Silik bir nefes sesi işitirdi Canan. On gündür süren bu aramalarda sadece nefes sesi vardı. Öylece her gün on beş dakika dinliyordu onu. Kim olduğunu biliyordu, biliyordu ama ses etmiyordu. Hiçbir şey yapamazdı Ahmet'e. Elinden hiçbir şey gelmezdi ki. Canan bu yolda çok yanmıştı, suyu olsa kendine dökerdi ama yoktu işte. Yoktu ki Ahmet'ine döksün. Göz yaşlarının onun kalbini söndüreceğini bilse ağlardı onun için ama söndürmezdi.

Canan'ım müsait misin? Bugün seni alayım. Sen olmadan evden salmıyorlar, iş yüklüyorlar. Mete'ye gitmem lazım.

Ali'nin mesajı yüzüne tatlı bir tebessüm kondurdu. İkisini bir arada görmek kalbini ısıtıyordu. Mete yıllarca yanında acı çekmiş, bir gün nedenini söylememişti. Canan nedeninin Ali olduğunu öğrendiği gün onun için uğraşmış, Ali ile konuşmuştu. Şimdi ikisinin bu mutluluğuna ortak gibi hissediyordu. Diğerleri bilse nefret ederlerdi onlardan ama Canan için Mete'nin sevgisi saf ve temizdi. Ali ise sevilebilecek en iyi insandı. Kendi sevdiğinin yapmadığını yapmış, sahip çıkmıştı ona.

Tamam gel, bekliyorum.

*

"Canan sen bu Salih amcanın işini biliyor musun?" Birbirlerini gördükleri ilk anda bunu sormuştu Ali. Aklı Mete'deydi. Mavi gözlerindeki solgun ve düşünceli bakıştan belliydi bu.

"Eh işte diyelim. Neden sordun?" Mete'nin anlattığı kadarını biliyordu Canan da.

"Dün bir adam geldi, Mete'yi sordu. O da  alt mahalleden arkadaşlar diyerek kalktı. Dışarı bir çıktım adamla yumruk yumruğa. Anlatmıyor da! Soruyorum geçiştiriyor ya da detaysız birkaç kelime ediyor." Hiçbir şeyi saklamadan anlattı Canan'a. Kardeşi, dert ortağı, yoldaşıydı Canan.
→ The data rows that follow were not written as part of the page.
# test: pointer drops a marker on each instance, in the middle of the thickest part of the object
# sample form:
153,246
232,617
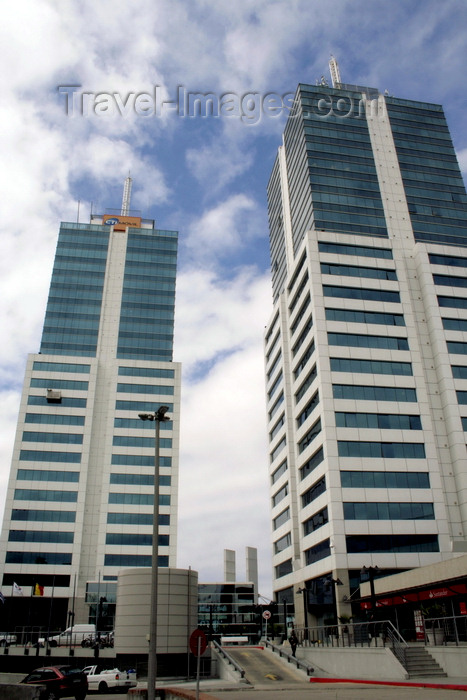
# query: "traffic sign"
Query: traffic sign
198,643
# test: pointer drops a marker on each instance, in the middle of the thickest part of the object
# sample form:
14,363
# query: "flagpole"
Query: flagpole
47,648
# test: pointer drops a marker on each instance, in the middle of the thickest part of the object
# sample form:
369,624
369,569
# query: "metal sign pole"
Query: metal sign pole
198,664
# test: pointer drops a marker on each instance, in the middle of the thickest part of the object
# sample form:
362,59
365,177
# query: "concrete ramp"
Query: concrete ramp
264,668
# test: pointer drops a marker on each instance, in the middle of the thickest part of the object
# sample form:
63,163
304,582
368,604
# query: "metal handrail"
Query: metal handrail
228,658
451,629
351,634
291,659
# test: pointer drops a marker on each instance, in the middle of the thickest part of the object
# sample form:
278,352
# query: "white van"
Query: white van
72,635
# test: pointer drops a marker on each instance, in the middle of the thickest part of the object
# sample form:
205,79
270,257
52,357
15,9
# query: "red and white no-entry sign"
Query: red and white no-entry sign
198,642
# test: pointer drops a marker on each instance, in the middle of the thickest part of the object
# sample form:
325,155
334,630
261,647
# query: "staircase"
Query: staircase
419,662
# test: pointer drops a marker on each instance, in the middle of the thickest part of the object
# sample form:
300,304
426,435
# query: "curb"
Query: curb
405,684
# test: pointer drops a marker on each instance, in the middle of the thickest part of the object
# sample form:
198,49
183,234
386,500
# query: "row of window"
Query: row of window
138,499
46,475
357,340
52,536
135,540
342,364
62,438
383,450
47,456
389,511
124,560
46,558
362,544
390,421
355,271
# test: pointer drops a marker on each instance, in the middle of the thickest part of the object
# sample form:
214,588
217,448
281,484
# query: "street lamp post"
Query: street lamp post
158,417
369,572
304,592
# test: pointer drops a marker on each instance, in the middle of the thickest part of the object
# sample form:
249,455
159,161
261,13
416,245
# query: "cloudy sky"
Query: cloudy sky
93,90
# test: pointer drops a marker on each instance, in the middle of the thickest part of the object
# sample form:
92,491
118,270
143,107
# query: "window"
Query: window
306,385
125,560
355,271
373,393
63,438
140,460
281,518
302,337
278,449
311,463
281,469
363,294
280,495
384,450
44,516
313,492
139,479
57,558
388,511
138,499
359,544
146,372
136,540
304,360
362,251
282,543
316,521
355,340
52,536
36,495
161,389
309,408
392,421
319,551
455,324
61,367
136,441
54,419
44,456
310,436
385,480
46,475
375,317
136,519
275,386
283,569
456,348
340,364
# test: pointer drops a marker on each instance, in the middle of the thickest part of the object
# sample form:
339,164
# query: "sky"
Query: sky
91,91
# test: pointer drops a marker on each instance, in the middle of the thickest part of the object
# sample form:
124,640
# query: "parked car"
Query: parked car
60,682
6,639
105,679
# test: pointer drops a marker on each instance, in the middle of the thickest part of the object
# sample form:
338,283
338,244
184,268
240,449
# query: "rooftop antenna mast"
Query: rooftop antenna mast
335,74
126,196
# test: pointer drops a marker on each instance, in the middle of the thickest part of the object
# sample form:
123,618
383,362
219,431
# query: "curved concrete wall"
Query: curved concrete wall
177,610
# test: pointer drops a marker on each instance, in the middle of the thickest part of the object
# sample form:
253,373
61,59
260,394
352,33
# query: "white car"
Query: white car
104,679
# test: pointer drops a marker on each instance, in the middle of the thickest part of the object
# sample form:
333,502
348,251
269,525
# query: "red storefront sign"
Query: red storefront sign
429,594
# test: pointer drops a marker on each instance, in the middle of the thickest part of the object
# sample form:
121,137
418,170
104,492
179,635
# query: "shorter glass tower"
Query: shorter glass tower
80,496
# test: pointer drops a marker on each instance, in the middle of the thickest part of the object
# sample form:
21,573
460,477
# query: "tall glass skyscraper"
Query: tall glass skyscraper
366,352
80,496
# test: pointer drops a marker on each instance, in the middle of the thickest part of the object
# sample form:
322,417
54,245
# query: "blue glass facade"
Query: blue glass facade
76,295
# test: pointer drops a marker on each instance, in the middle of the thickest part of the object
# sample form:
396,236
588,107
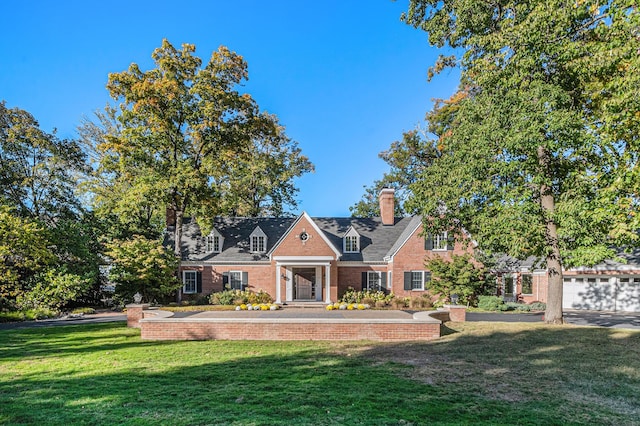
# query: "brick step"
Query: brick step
304,305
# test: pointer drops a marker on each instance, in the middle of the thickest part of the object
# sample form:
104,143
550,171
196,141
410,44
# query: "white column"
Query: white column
278,296
327,268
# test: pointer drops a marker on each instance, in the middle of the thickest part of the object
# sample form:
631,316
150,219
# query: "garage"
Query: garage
602,293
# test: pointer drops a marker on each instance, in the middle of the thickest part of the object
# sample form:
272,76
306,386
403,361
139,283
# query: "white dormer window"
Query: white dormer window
214,242
258,241
351,241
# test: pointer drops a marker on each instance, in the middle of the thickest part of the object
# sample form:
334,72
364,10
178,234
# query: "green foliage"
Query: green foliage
459,276
144,266
184,137
490,303
53,289
353,296
532,158
538,306
24,251
237,297
84,310
406,159
38,171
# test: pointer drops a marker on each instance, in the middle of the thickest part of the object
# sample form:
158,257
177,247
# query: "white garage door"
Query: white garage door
602,293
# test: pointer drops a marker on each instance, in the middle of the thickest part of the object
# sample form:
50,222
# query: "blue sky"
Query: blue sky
345,78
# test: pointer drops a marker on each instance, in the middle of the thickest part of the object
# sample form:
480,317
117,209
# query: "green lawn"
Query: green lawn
479,373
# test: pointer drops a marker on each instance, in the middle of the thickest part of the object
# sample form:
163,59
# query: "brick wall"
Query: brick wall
278,330
352,277
412,257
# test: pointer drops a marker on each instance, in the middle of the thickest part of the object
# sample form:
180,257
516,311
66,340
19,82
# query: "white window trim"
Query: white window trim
437,239
242,284
421,288
258,234
184,282
210,240
377,274
522,284
351,233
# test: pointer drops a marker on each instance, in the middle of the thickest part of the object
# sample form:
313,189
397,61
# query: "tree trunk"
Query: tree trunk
553,313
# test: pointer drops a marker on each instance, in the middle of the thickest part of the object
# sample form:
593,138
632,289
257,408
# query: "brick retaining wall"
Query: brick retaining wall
288,329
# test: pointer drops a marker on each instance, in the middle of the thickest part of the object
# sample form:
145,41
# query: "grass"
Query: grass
491,373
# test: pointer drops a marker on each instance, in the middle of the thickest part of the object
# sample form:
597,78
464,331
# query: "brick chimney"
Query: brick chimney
387,206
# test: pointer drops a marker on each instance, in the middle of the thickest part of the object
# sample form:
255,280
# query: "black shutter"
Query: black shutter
245,280
428,242
225,280
450,241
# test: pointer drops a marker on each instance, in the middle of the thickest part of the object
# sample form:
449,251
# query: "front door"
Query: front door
304,280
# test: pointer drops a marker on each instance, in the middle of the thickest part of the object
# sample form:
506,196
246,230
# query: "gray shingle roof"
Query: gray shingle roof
376,240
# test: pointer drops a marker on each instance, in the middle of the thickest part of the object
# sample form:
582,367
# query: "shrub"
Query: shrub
400,302
515,306
367,296
490,303
538,306
237,297
86,310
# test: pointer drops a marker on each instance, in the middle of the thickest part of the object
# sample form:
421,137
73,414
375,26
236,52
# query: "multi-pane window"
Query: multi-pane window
527,284
374,281
235,280
509,285
351,243
213,244
440,241
258,243
190,282
417,280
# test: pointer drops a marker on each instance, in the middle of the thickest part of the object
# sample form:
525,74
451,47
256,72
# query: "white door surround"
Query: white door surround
285,271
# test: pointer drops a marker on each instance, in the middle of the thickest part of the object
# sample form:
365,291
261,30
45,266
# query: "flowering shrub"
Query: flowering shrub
236,297
348,306
257,307
353,296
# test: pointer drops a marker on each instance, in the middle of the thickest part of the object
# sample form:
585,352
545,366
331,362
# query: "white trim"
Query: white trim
389,257
351,233
223,262
213,235
444,234
302,259
184,284
360,264
315,228
422,280
258,233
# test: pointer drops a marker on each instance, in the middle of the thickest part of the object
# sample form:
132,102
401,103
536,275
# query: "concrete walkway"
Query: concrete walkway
98,318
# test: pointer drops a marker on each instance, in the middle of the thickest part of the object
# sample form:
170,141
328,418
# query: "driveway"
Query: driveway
71,320
629,320
604,319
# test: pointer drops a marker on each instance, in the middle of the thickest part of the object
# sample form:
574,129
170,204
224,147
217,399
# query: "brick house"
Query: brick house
311,259
612,285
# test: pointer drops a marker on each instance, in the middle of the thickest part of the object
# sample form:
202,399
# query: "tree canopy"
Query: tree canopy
183,137
538,148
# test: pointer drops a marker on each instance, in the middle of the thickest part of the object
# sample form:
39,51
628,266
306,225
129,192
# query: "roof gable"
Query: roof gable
304,238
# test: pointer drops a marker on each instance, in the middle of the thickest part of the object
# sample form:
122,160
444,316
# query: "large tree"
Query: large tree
46,233
544,130
185,138
38,171
407,159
"Babası ne iş yapar tam bilmiyorum ama..." Ali'ye doğru eğilerek sesini azalttı. "İçeri çok para giriyor, onların üzerine gösteriyorlar. Mete biraz anlattıydı, babası habersizce para almış bu adamlardan. Zamanında getirecekmiş ama tamamlayamamış. Mete o zamanlar lise sondaydı. Sonra bıçakladılar babasını, adam bir ay kaçtı, gitti buradan. Mete annesi yalnız kalmasın diye okula gitmiyordu. Sonra babası dönünce tekrar girdi işe ama nasıl oldu da kabul ettiler bilmiyorum. Mete hep karşıydı, zaten bir gün yine bir yanlışında gelip uyarı için sıkmak istediler de Mete babasını korumak için yaraladı adamı. Sonra içeri girdi zaten." Sözlerinin ardından önce kara bir hüzün çalındı mavi gözlere, sonra yumuldular. Oflarken sinirle soludu da.